By PHILIP SUSSER
There are pluses and minuses to going to a school like Cornell — where the drive of the student body both motivates us to raise our collective academic bar and inhibits our freedom to take chances in the pursuit of success. I have always enjoyed being challenged in my classes and feeling at the end of the semester that I have legitimately learned something. But after my sophomore year, I had a strong feeling that I was still missing something in my college experience. There definitely must be more to these formidable four years than just organic chemistry mechanisms and Collegetown annexes. Maybe I should go abroad, I thought.
With plans to eventually go to medical school, moving to another country for a semester was a delicate subject — in the back of my mind there is always a laundry list of requirements to fill, deadlines to meet and tests to take. Going abroad would only complicate my meticulously planned schedule. I deliberated whether abandoning Cornell and packing my luggage to experience the hyped Eurotrip would be worth it, with hopes of finding myself in a new area, free to explore whatever it is I wanted to explore. In this frustratingly intense period of introspection, I produced every possible permutation of my schedule that could facilitate a term abroad. I contemplated nearly every country in the globe as a possible option, from Nepal to Buenos Aires. I felt like there were two mini-me’s, each camped out on a shoulder for the summer, incessantly explaining to me why I should or shouldn’t leave the country. This self-inflicted source of stress was seemingly unnecessary — a product of my New York City-borne neurotic tendencies. Nevertheless, the more I fretted over this global nightmare, the more I began to view it as a broader dilemma than what it was at face value. I began to think that my reluctance to go abroad stemmed from my Ivy League environment.
Temporarily leaving the security of my pre-professional track goes against everything I have been instructed to do as an Ivy League student. The driven nature of Cornell students creates a certain way of viewing the academic experience. Frequently, I find myself being too focused on the next step and in the process, missing what’s around me. Where did the past two years of college go?
It’s fairly obvious that we all want to be successful. As the recent New Republic Ivy League expose noted, we are apparently so accustomed to success that we develop a deeply entrenched and debilitating fear of not only failure, but also the idea of being imperfect. Imperfection is unsettling and failure is unfathomable. This is our tragic flaw. Our compulsions for success, and the resulting clouding of academic purpose, is akin to baseball’s steroid-era emphasis on individual statistics — home runs, strikeouts, wins, etc. — and devaluation of the integrity of the game.

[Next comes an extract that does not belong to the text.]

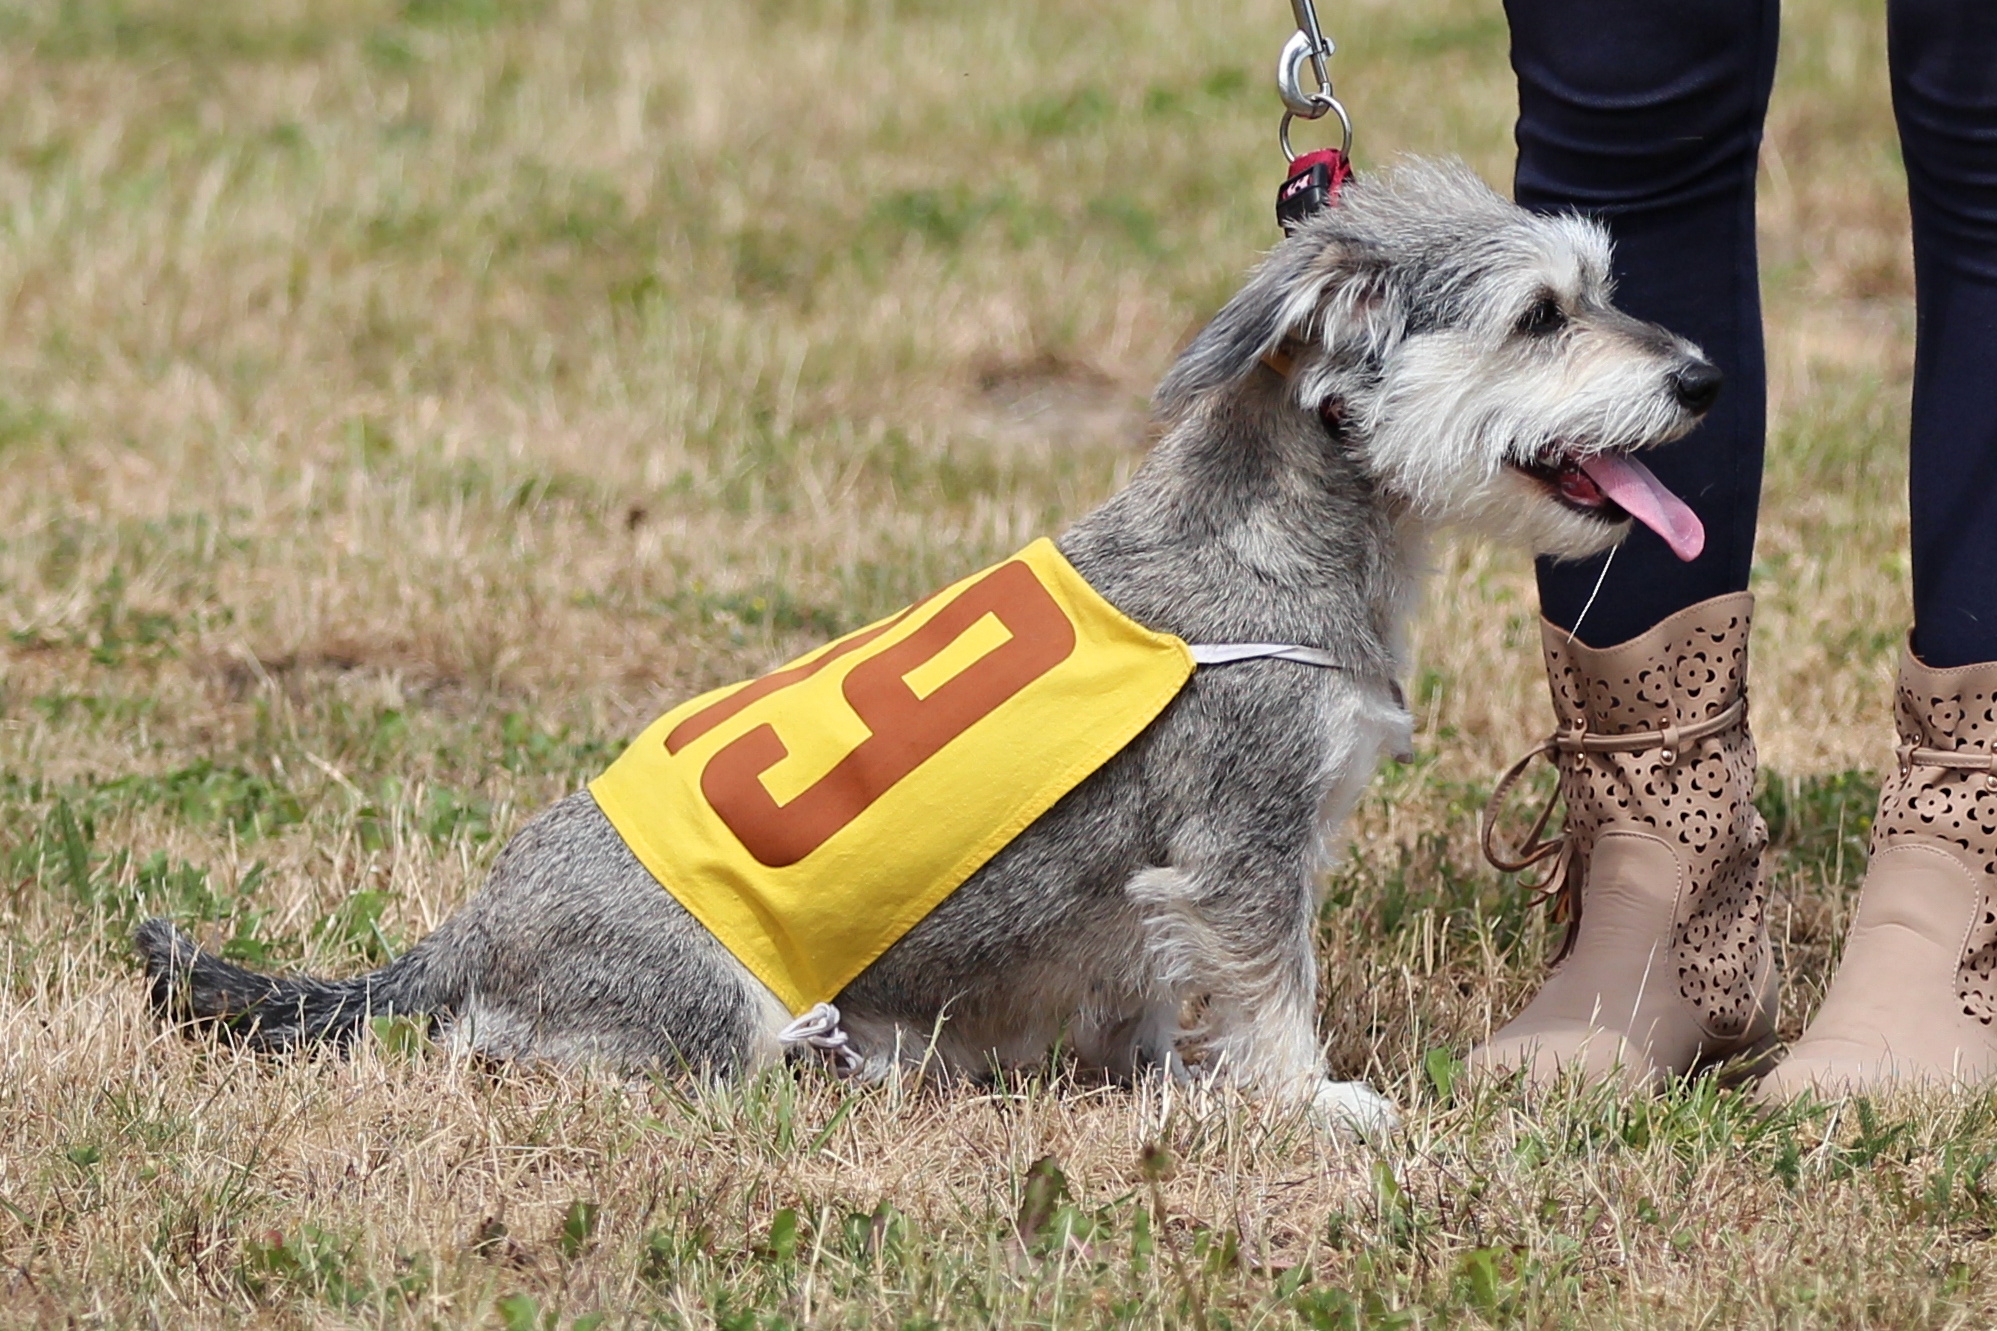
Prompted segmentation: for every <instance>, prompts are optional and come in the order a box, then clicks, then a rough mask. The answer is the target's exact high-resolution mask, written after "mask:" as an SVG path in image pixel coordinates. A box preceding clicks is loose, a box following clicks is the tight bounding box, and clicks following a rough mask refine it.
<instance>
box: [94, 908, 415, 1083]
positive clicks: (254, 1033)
mask: <svg viewBox="0 0 1997 1331" xmlns="http://www.w3.org/2000/svg"><path fill="white" fill-rule="evenodd" d="M134 943H138V951H140V955H142V957H144V959H146V979H148V983H150V989H152V1007H154V1011H156V1013H158V1015H160V1017H162V1019H166V1021H176V1023H186V1025H194V1027H220V1029H222V1031H226V1033H228V1035H232V1037H236V1039H240V1041H242V1043H246V1045H250V1047H252V1049H264V1051H282V1049H298V1047H302V1045H312V1043H333V1045H347V1043H351V1041H353V1037H355V1035H357V1033H359V1029H361V1025H363V1023H365V1021H367V1019H369V1017H381V1015H393V1013H405V1015H425V1017H427V1015H433V1013H437V1011H439V1009H443V1007H447V1005H449V995H447V993H443V991H441V985H439V983H437V975H435V973H433V967H431V965H429V963H427V961H429V957H427V951H429V949H425V947H421V945H417V947H415V949H413V951H409V953H403V955H401V957H397V959H395V961H389V963H387V965H385V967H381V969H379V971H373V973H371V975H355V977H353V979H312V977H310V975H262V973H258V971H248V969H244V967H240V965H234V963H230V961H224V959H222V957H218V955H214V953H208V951H202V949H200V947H198V945H196V943H194V939H192V937H188V935H186V933H182V931H180V929H176V927H174V925H172V923H168V921H166V919H148V921H146V923H142V925H140V927H138V933H136V935H134Z"/></svg>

To put it in economic terms, we got to where we are today through a competitive advantage in our abilities to game the system. We knew how to approach college applications. And the positive reinforcement we received from our abilities to market ourselves provided a model for future success. We used our advantages as pawns, craftily making each move like a young Bobby Fischer. For many of us, our advantages came from wealth. For others, it might have come from a niché skill or experience. Regardless of how we got to where we are through this advantage, our experiences and interactions with one another are currently reinforcing a dangerous perspective: that learning and education is rooted in its ability to provide future success. It has become too difficult to free ourselves from the tangible satisfaction of job offers and grades and seek out the intangible gratification of life experiences and knowledge.

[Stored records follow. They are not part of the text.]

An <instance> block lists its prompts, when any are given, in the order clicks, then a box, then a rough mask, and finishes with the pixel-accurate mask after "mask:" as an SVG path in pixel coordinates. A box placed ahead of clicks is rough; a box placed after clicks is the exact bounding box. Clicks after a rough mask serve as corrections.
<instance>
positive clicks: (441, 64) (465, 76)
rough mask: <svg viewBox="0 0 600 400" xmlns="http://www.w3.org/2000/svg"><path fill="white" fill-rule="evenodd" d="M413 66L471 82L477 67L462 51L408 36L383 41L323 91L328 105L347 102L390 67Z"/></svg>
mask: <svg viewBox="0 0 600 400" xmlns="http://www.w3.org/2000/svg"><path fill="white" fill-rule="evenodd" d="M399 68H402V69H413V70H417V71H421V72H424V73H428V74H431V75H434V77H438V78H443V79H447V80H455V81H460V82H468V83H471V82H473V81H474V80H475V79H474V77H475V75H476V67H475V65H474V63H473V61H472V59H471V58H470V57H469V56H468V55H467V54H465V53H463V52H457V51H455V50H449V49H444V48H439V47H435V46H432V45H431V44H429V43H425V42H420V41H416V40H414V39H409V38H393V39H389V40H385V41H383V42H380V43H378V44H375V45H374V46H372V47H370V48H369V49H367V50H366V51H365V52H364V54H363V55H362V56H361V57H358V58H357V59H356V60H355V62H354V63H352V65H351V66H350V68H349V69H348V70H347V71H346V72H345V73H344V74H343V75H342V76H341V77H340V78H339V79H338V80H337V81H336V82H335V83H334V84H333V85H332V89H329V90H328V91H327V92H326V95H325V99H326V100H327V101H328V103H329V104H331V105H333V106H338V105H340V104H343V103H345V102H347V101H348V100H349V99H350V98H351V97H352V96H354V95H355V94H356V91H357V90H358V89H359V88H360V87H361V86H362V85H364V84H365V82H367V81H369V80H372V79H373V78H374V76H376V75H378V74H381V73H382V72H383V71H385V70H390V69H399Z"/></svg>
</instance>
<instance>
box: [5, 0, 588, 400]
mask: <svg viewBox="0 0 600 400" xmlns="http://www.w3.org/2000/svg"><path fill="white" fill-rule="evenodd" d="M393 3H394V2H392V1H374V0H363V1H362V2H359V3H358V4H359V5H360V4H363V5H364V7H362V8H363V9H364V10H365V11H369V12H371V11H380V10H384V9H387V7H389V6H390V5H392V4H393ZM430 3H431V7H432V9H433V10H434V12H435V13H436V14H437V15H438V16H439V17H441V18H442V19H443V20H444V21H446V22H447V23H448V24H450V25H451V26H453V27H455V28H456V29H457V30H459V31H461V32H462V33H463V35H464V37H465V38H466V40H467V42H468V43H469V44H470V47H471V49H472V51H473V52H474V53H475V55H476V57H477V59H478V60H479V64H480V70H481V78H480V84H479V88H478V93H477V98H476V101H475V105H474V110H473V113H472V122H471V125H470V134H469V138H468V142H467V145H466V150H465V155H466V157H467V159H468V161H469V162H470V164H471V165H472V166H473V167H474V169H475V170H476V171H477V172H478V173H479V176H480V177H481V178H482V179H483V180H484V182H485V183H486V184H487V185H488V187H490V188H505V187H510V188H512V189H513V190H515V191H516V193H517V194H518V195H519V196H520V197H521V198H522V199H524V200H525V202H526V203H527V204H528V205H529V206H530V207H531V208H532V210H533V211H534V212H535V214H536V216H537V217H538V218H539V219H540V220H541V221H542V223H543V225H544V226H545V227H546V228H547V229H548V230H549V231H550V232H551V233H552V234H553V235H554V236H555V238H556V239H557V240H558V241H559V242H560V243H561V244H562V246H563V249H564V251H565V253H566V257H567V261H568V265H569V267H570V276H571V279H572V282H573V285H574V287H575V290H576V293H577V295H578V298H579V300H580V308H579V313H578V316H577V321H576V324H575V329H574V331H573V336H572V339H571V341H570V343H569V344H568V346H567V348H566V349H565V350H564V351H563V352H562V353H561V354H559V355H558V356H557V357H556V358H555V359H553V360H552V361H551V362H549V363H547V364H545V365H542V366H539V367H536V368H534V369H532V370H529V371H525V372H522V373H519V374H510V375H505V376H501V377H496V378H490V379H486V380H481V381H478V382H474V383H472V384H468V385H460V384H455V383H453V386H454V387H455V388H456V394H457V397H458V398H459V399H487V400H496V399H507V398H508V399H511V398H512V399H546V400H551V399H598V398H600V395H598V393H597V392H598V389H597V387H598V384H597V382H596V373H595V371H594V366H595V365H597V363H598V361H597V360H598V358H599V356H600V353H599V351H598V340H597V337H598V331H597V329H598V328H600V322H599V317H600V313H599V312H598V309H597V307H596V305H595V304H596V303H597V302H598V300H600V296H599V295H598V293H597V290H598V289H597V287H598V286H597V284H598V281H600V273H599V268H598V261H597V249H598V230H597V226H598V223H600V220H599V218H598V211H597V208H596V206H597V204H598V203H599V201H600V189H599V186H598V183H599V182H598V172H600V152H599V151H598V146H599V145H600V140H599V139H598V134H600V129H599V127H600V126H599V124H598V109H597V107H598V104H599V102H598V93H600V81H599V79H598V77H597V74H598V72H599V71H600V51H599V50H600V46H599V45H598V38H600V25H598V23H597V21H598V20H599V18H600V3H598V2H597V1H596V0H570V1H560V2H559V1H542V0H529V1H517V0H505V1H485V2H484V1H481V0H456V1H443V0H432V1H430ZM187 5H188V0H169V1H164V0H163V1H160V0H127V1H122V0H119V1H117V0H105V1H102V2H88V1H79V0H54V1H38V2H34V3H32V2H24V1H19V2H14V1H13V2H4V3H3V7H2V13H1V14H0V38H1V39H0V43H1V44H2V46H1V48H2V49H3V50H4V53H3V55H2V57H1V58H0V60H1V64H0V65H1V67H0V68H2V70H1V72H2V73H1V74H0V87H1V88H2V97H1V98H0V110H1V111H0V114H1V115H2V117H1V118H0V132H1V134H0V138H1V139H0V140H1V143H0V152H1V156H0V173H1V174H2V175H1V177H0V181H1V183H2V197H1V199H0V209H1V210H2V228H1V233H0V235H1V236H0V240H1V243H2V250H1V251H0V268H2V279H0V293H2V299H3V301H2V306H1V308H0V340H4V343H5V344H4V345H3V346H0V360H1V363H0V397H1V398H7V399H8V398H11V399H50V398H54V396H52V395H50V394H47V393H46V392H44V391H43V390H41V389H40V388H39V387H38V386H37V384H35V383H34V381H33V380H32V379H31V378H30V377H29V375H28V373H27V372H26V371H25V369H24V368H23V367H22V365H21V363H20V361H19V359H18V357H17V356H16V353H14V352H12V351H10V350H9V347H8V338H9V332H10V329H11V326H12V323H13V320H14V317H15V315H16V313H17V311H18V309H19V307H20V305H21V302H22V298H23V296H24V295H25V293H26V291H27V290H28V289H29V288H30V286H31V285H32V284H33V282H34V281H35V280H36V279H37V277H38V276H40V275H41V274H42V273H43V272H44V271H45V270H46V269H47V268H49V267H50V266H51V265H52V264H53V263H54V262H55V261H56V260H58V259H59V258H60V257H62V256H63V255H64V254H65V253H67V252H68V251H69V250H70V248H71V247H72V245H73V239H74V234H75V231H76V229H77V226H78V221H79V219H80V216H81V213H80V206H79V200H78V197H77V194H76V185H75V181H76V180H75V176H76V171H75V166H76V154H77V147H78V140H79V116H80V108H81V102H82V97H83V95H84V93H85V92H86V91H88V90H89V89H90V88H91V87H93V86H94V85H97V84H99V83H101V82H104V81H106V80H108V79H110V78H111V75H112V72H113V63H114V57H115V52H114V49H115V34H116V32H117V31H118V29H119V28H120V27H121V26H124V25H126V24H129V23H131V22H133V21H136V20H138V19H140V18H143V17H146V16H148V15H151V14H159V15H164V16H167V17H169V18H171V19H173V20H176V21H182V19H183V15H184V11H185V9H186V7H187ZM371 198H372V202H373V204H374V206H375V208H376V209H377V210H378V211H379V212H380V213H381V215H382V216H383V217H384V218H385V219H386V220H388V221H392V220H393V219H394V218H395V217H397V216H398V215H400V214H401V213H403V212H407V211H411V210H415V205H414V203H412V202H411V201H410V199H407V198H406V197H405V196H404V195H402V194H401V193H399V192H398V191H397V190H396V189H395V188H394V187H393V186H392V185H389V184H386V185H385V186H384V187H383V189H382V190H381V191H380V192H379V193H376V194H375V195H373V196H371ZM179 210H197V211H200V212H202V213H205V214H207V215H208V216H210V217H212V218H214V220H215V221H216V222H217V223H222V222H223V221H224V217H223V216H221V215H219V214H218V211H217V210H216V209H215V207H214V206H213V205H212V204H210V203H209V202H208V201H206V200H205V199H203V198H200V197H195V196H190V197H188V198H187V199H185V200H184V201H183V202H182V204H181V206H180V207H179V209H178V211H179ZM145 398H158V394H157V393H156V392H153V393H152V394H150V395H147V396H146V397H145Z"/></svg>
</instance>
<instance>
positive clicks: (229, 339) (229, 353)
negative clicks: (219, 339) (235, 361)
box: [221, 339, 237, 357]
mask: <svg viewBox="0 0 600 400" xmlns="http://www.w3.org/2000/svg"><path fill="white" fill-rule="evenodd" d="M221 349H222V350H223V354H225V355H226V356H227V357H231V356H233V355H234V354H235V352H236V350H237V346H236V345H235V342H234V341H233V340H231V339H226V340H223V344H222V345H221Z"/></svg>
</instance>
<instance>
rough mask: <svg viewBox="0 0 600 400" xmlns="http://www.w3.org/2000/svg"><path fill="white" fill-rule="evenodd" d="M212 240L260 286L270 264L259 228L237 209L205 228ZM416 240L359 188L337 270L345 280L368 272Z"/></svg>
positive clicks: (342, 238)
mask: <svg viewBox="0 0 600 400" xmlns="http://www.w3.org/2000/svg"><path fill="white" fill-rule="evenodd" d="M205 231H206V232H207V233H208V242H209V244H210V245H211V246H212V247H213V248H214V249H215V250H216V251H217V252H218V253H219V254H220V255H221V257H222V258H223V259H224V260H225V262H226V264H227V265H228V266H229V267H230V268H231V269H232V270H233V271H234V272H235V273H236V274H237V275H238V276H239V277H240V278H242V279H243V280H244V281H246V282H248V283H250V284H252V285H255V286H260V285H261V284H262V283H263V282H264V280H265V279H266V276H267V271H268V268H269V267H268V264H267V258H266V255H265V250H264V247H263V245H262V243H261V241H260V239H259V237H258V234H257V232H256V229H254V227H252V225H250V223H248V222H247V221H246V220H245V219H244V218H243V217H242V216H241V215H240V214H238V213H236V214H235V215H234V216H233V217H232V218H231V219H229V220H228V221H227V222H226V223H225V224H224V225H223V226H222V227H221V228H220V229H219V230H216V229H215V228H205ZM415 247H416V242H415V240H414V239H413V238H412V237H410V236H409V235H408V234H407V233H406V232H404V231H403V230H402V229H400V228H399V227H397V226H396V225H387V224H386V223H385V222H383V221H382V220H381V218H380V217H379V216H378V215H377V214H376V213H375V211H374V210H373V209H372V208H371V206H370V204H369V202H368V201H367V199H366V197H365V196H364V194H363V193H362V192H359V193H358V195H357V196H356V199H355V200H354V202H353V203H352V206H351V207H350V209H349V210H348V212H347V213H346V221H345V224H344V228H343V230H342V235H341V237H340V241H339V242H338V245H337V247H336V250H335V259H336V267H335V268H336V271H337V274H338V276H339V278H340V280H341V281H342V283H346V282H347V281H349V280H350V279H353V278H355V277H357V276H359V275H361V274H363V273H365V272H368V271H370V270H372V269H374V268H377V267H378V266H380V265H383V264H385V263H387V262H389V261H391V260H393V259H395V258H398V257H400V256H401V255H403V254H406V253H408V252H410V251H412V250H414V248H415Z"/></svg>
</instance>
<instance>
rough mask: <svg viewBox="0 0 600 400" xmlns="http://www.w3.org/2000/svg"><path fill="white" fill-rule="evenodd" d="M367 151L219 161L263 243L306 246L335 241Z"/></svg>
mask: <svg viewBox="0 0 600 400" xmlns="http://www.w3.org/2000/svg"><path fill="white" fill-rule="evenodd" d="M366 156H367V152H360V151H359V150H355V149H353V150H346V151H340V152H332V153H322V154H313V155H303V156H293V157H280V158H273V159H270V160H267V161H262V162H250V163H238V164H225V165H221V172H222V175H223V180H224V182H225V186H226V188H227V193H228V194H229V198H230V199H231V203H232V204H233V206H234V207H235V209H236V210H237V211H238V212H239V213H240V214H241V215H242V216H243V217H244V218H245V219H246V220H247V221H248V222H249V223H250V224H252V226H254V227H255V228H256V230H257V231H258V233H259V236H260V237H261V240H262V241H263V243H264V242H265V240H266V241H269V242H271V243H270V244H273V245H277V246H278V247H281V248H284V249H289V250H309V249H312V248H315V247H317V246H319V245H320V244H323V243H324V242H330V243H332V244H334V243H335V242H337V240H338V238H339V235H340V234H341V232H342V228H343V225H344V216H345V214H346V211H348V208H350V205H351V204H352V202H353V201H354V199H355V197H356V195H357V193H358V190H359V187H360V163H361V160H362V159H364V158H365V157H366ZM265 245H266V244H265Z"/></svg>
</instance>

So is this part of me justified in my thought? That I should take the safe route and stick with the plan? Is this model for success legitimately rewarding? A decision to go abroad would create a lot of uncertainty about the future. But I think that this sort of uncertainty can be healthy and could potentially result a grounding experience. Maybe I will learn things I never anticipated in taking this route. Maybe I’ll meet people and visit places that will shape who I am for the better. In choosing to stay put, I would be a fool for avoiding the thrill of the unknown. But on the other hand, my “life is like a box of chocolates” argument may be flawed. Maybe I’m eager to go abroad merely as an opportunity to flee from the collective anxieties of the Cornell campus. Going abroad could just be disguised hedonism, devoid of any semblance of intellectual stimulation. The fact that the abroad experience has become so deeply intertwined with the modern collegiate experience could be a colossal academic scam — an excuse to take a semester-long vacation and enroll in faux classes. The true college experience could be right at one’s feet at Cornell if they avoid succumbing to the pressures of perfection.

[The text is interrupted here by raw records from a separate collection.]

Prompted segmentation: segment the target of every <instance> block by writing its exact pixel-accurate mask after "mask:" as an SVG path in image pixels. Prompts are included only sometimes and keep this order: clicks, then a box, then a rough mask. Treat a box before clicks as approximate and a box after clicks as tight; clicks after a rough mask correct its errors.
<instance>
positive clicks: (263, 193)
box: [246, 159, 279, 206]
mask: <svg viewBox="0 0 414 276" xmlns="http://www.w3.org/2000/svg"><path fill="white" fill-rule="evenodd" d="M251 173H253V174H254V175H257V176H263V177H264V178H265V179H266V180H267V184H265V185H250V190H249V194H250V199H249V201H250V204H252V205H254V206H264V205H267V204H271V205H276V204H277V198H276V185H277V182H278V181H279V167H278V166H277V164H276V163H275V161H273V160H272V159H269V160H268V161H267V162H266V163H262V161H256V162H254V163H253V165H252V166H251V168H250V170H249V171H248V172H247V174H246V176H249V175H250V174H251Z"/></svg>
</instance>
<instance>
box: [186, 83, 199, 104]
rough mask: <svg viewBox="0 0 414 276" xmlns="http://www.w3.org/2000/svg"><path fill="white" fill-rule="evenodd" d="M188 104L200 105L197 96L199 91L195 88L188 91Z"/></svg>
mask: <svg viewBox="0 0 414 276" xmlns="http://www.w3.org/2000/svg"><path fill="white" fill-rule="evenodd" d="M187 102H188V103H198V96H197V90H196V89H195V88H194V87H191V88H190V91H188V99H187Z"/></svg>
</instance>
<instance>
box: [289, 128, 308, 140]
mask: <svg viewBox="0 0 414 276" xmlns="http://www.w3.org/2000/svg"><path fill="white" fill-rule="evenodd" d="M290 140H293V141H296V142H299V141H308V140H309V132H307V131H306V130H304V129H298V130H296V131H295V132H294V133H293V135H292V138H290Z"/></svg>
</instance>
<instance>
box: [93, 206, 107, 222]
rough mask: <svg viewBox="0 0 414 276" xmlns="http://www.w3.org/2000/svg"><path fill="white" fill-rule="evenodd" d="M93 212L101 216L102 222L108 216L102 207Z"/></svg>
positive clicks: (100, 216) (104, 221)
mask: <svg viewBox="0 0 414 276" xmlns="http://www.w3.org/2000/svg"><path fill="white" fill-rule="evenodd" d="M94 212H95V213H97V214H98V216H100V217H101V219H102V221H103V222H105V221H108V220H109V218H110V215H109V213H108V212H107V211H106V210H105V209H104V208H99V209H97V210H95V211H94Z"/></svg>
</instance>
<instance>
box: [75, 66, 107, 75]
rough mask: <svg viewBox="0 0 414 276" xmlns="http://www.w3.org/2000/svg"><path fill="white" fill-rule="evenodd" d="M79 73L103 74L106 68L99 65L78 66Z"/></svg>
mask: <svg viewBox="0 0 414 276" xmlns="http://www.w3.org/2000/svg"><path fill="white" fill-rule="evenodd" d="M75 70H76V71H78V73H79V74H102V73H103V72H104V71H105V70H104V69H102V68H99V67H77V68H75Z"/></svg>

While study abroad may not be as contentious for other students, everybody faces similar dilemmas on a daily basis. The paths that we choose to take in the four years that we’re here are important — ask any alumni. Often times, it is too easy to be safe and choose what we feel is the most pragmatic option. Although it may be hard to imagine, the decisions we make in college set the precedent for how we choose to live our adult lives. In the time that we’re here, we should set aside our egos and question why we make our respective life choices. It’s important to always keep perspective and ask yourself why you are truly choosing to commit your time and energy to something. If you choose to spend it on something you believe in, something you’re passionate about or even something you’re unsure of, then you stand to gain a lot here — or there.